Un naufragio causato da un incendio a bordo. L’allarme è stato dato da due pescherecci che transitavano nella zona. Secondo i carabinieri i migranti, quasi tutti eritrei e somali, per farsi notare dagli isolani hanno dato fuoco a una coperta e questa potrebbe essere stata la causa dell’incendio che si è sviluppato a bordo. «Una tragedia immane» l’ha definita il sindaco di Lampedusa Giusy Nicolini. A confermarlo anche il medico responsabile del Poliambulatorio di Lampedusa Pietro Bartolo: «Dal punto di vista dei numeri delle vittime è una tragedia senza precedenti.
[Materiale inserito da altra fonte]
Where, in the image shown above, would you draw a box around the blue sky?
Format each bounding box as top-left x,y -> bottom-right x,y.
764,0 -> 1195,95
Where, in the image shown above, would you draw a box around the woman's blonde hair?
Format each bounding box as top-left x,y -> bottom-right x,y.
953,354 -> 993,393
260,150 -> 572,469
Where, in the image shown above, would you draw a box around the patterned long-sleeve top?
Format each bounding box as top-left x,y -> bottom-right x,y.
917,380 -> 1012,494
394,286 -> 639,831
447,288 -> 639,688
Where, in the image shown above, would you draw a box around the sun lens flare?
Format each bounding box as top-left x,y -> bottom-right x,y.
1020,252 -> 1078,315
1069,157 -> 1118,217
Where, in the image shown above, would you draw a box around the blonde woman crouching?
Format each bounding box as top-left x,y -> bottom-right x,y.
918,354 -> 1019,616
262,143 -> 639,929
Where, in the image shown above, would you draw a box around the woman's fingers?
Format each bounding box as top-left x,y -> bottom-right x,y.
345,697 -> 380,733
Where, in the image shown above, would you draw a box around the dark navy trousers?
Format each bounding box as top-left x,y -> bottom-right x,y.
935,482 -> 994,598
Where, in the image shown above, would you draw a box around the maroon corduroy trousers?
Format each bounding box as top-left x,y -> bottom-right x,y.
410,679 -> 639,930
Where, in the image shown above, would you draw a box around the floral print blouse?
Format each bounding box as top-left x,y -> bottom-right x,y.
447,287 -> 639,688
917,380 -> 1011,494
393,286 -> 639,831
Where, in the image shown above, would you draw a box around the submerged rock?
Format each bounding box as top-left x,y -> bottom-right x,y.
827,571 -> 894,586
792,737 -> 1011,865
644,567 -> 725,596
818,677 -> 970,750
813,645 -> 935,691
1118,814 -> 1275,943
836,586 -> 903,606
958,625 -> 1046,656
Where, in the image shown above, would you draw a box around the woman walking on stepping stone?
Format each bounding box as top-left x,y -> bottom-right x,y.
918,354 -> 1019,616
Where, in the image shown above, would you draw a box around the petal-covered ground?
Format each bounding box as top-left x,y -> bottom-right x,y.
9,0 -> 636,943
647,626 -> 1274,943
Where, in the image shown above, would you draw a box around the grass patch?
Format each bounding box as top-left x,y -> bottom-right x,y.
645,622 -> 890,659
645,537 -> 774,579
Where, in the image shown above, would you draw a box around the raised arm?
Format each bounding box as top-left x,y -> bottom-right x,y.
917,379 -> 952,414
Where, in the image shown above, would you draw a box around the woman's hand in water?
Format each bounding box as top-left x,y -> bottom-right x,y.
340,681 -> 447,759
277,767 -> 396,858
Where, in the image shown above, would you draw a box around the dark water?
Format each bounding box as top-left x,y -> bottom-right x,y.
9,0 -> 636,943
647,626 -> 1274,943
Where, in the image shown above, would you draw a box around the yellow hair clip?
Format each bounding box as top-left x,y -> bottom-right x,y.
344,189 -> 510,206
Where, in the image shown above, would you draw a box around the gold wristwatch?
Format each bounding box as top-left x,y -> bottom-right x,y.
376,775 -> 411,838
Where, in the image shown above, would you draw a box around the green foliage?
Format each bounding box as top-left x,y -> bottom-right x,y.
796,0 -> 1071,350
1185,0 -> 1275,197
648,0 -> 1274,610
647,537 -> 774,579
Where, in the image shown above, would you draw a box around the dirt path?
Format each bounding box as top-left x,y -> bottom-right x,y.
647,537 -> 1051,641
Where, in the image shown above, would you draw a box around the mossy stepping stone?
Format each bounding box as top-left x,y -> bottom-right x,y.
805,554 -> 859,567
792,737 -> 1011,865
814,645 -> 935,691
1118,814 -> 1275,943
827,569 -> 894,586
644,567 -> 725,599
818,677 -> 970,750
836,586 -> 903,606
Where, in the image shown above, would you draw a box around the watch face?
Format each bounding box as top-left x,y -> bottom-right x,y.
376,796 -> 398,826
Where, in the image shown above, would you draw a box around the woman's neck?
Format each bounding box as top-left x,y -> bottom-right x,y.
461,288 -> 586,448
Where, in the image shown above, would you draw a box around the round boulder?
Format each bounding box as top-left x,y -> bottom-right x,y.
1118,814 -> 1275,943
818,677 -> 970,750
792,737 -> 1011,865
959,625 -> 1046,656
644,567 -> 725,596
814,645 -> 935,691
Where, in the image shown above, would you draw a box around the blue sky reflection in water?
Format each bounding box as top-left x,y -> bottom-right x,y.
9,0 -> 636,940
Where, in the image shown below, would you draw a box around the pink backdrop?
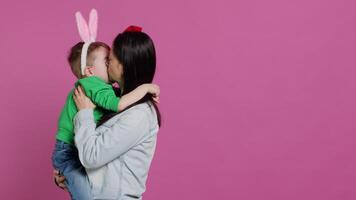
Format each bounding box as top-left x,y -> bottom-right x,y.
0,0 -> 356,200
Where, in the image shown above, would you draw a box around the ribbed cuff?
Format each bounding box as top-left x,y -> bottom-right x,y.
74,108 -> 95,125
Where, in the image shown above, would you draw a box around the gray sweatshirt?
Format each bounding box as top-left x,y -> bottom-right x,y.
74,103 -> 159,200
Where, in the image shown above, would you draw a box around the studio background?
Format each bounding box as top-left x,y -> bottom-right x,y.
0,0 -> 356,200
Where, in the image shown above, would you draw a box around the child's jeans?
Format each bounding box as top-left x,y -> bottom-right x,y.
52,140 -> 93,200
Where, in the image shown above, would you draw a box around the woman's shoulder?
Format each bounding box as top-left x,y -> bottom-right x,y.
105,102 -> 157,125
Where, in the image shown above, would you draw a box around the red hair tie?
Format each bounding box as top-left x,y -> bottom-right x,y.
124,25 -> 142,32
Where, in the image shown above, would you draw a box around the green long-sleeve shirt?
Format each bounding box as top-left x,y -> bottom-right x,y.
56,76 -> 120,144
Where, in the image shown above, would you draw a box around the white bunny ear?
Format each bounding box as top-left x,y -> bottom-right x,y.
89,8 -> 98,42
75,11 -> 90,42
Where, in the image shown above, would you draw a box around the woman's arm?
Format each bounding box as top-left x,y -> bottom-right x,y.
74,107 -> 149,168
73,87 -> 149,168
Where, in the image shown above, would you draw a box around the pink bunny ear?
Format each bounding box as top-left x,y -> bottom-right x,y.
75,11 -> 90,42
89,8 -> 98,42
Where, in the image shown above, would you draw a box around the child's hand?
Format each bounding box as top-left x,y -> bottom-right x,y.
84,66 -> 94,77
147,83 -> 160,97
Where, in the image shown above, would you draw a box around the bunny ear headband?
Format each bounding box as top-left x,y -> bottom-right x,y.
75,9 -> 98,75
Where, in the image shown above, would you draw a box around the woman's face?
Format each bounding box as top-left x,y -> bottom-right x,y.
108,50 -> 124,86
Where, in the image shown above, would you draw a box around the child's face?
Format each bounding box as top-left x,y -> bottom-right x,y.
92,47 -> 109,83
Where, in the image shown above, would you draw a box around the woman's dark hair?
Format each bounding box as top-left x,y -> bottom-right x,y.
97,32 -> 161,126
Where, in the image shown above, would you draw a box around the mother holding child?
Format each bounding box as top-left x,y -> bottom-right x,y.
52,10 -> 161,200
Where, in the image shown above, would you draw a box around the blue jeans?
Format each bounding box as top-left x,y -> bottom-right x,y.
52,140 -> 93,200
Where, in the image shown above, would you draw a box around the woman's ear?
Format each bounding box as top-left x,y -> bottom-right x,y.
84,66 -> 95,76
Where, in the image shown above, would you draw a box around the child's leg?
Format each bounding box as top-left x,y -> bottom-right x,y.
52,141 -> 93,200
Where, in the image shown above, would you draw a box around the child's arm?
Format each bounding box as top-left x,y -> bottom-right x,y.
77,76 -> 160,112
118,83 -> 160,111
76,76 -> 120,112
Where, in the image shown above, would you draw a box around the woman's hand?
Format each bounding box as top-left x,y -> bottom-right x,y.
73,86 -> 96,111
53,170 -> 68,191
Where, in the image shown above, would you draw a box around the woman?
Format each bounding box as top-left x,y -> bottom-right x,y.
55,27 -> 161,200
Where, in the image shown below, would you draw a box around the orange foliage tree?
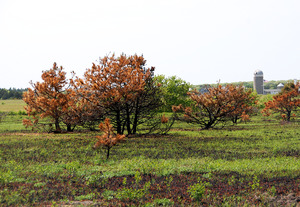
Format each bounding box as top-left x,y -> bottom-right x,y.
23,63 -> 70,132
74,54 -> 160,134
262,83 -> 300,121
172,85 -> 255,129
93,118 -> 125,159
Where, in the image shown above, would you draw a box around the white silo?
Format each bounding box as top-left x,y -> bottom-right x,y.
253,70 -> 264,94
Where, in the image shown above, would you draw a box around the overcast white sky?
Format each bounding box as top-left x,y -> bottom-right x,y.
0,0 -> 300,88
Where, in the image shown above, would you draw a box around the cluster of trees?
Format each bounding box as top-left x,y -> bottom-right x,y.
0,88 -> 25,100
172,85 -> 256,129
193,80 -> 293,90
23,54 -> 162,134
262,82 -> 300,121
23,54 -> 300,133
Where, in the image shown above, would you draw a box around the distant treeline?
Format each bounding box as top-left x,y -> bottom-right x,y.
193,80 -> 294,90
0,88 -> 27,100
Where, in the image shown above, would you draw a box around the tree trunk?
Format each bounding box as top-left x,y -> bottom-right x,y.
55,119 -> 61,132
286,111 -> 291,122
116,111 -> 123,134
126,104 -> 131,134
132,98 -> 139,134
67,124 -> 73,132
106,147 -> 110,160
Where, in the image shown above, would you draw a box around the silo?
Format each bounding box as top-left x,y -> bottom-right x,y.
253,70 -> 264,94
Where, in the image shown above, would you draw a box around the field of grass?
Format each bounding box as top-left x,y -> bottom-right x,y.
0,100 -> 25,112
0,100 -> 300,206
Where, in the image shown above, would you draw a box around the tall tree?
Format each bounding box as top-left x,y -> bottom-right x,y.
172,85 -> 251,129
262,83 -> 300,121
93,118 -> 125,160
74,54 -> 160,134
23,63 -> 70,132
155,75 -> 192,112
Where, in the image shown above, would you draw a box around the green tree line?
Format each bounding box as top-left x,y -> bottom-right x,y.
0,88 -> 26,100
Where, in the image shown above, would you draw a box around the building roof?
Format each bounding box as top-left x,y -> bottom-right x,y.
254,70 -> 264,76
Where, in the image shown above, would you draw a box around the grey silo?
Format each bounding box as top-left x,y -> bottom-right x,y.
253,70 -> 264,94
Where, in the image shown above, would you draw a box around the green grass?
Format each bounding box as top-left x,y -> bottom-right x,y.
0,102 -> 300,205
0,100 -> 26,112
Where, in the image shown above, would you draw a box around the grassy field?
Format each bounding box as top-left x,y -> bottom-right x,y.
0,100 -> 300,206
0,100 -> 25,112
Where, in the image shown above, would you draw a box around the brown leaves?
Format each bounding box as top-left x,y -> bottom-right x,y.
172,85 -> 256,129
262,83 -> 300,121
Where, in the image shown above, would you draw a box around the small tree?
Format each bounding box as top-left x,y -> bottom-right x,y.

In tanti anni di lavoro qui non ho mai visto nulla di simile». Sulla banchina del porto si trovano, oltre ai soccorritori, molte ambulanze con medici rianimatori ma, aggiunge Bartolo, «abbiamo bisogno di carri funebri». Intanto prosegue l’opera di soccorso e di ricerca dei dispersi da parte delle motovedette della Guardia Costiera. I soccorsi vengono seguiti dalla sala dei Vigili del Fuoco del Viminale dal ministro degli Interni, Angelino Alfano, che è partito per Lampedusa e domani riferirà alla Camera. Parallelamente la Polizia sta interrogando alcuni dei superstiti del naufragio nell’ambito delle indagini avviate per identificare e arrestare gli scafisti del barcone.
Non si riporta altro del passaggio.